IMO, we definitely need that ee.Initalize() must be defined always by the user in their script (like colab, geemap, or any GEE-api app need that variable) and mandatory if the user needs to initialize GEE in a g-cloud project (also recommended by the official documentation https://developers.google.com/earth-engine/guides/auth) and for the future changes.

If the user forgets to put ee.Initalize() in their script, a clear error popup saying that the user needs to run it:

Besides, any user familiar with GEE knows about that (it is a fundamental element in GEE), so I don't think It will break usability with this change at all. This PR includes changes in the documentation and examples to update the users (it will be good to make a special note in the changelog when we release the next version if we include this change).

There is no doubt that EE needs to be initialized, it just feels too messy to have it in scripts. The QGIS EE plugin imitates Code Editor rather than Colab and users will get a better experience when they don't have to call it every time they write a script. This is also similar to how you work in Cloud Console (you select a project once there and use it everywhere). You can still always override it, it just does not have to be a mandatory option. It will also make scripts easier to share between users without the need to modify project ids every time, keeping the Google Cloud project selection and the script content separated.

Another option (the best if we can to do it) is to store the project ID in the credentials file using the equivalent of earthengine set_project my-project so every time the user call ee.Initalize(), init it in the project saved, and every time the user run ee.Initalize(project=project-id) it will update it. Read the Justin's reply that mentioned it here https://github.com/gee-community/qgis-earthengine-plugin/issues/143#issuecomment-2030227202 Yeah, we can of course also read it from credentials file. But this option feels flawed as well, as the user can also use Python EE as a standalone library, e.g. for CLI / Jupyter, and these will start to interfere with the QGIS EE plugin project selection.

What about storing it in QGIS settings? Something like https://docs.qgis.org/2.18/en/docs/pyqgis_developer_cookbook/settings.html maybe, and then providing a way for users to change it via some configuration UI, maybe also UI to Sign Out / In. Plus initialize it only once when the QGIS EE plugin starts. This would make it look similar to other plugins which require authentication / authorization (e.g. Mapboz, Felt, etc.).

I will consult with a few EE Python API developers as well to make sure we're not missing anything for the future user journeys here and will comment in this thread.

XavierCLL commented 3 months ago

Hi @gena, due to this #150 we need to discuss and resolve it in another PR.

The original idea for this PR was to fix the circular import bug, then I did a rollback of the commit that I tried to resolve partially the #150 in this PR, so now this PR resolve the circular import bug with other changes, and meanwhile we discuss and resolve #150 we need to provide these fixes together with PR #144 because many people are having these issues.

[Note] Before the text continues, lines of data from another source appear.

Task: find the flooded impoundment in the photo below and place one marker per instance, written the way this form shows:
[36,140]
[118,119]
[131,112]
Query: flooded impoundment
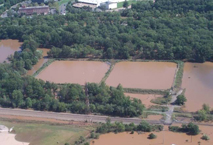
[145,75]
[78,72]
[7,138]
[145,98]
[40,62]
[198,81]
[8,47]
[163,138]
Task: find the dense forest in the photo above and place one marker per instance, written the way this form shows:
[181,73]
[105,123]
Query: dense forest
[28,92]
[6,4]
[165,30]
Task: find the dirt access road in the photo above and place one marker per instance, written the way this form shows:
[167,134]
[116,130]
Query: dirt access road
[70,116]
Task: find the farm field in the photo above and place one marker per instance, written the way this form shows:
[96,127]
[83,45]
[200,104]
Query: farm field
[198,81]
[145,98]
[144,75]
[8,47]
[40,62]
[164,137]
[78,72]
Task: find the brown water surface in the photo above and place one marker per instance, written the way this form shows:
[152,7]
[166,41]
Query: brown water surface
[8,47]
[40,62]
[78,72]
[145,75]
[198,81]
[164,137]
[145,98]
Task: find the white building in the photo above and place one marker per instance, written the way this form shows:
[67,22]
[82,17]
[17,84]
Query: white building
[111,5]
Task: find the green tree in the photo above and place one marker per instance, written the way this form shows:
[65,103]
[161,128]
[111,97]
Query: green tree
[206,108]
[152,136]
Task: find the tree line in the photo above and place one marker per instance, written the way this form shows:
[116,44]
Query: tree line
[164,30]
[6,4]
[27,92]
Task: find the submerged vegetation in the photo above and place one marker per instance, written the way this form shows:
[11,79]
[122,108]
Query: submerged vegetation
[28,92]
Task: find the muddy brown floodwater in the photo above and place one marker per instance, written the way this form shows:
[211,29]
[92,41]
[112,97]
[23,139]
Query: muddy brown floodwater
[145,98]
[198,81]
[164,137]
[40,62]
[145,75]
[78,72]
[8,47]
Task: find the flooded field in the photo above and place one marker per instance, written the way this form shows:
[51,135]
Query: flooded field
[40,62]
[145,75]
[165,138]
[145,98]
[8,47]
[198,81]
[78,72]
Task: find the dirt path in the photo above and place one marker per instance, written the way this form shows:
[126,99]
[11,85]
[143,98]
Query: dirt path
[71,117]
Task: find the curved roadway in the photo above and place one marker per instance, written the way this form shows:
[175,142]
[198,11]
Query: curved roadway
[71,117]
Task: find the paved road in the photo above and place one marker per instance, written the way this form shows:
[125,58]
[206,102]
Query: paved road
[69,116]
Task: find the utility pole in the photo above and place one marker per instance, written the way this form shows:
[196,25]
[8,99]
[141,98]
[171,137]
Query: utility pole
[87,98]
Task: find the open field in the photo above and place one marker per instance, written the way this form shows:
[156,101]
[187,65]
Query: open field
[164,137]
[198,81]
[38,133]
[144,75]
[78,72]
[8,47]
[145,98]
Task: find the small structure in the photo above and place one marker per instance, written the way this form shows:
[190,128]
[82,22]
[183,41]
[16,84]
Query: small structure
[38,1]
[111,5]
[31,10]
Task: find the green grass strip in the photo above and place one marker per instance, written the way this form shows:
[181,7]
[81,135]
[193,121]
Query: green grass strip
[179,74]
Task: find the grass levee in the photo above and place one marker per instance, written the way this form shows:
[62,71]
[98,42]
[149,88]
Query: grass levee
[39,133]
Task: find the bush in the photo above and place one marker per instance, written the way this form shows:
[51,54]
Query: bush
[152,136]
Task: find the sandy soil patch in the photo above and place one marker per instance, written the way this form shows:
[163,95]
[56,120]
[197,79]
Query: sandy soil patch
[78,72]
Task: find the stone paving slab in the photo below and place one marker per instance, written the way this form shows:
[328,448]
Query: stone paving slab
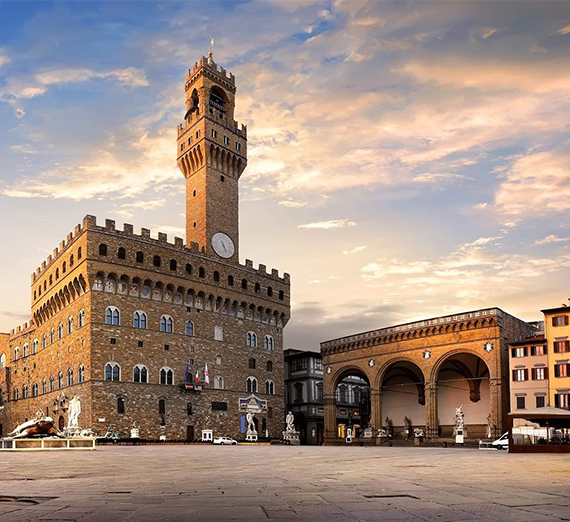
[279,483]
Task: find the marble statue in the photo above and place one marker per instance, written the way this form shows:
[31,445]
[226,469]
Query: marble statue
[459,417]
[39,427]
[74,412]
[290,420]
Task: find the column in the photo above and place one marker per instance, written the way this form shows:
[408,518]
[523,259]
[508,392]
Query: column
[330,419]
[432,424]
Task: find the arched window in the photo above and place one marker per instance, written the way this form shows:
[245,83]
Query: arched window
[189,328]
[140,374]
[112,372]
[112,316]
[139,320]
[320,392]
[166,376]
[218,333]
[166,324]
[251,385]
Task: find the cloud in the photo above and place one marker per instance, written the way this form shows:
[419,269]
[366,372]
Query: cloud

My proposal is to launch a new release with #142 and #144 PR asap, meanwhile we fix #150

In summary, this PR resolves the circular import bug and ee authentication process using the original ee functions (very recommended), however carry with the following changes:

  1. It needs users to add ee.Initalize() in their codes, (but it will be mandatory for #150)
  2. It can load EE objects saved in QGIS projects, but it cannot initialize ee in a Cloud Project (it needs to be fixed in #150), however it will work until the hard deadline
gena commented 2 months ago

The circular dependencies change is a good one, but forcing ee.Initialize() in all scripts is an overkill.

Can you please modify this PR to authenticate and initialize the EE library after the initialization of the plugin, in the init.py classFactory()?

In this case, when the plugin is installed for the first time - it will redirect user to the proper code to start the authentication process. Then we can modify that code to deal with the Cloud Project properly.

XavierCLL commented 1 month ago

@gena ok, done

gena commented 1 month ago

Great, thanks you! I will test it and will experiment with the central project configuration coming weekend to get #150 fixed as well.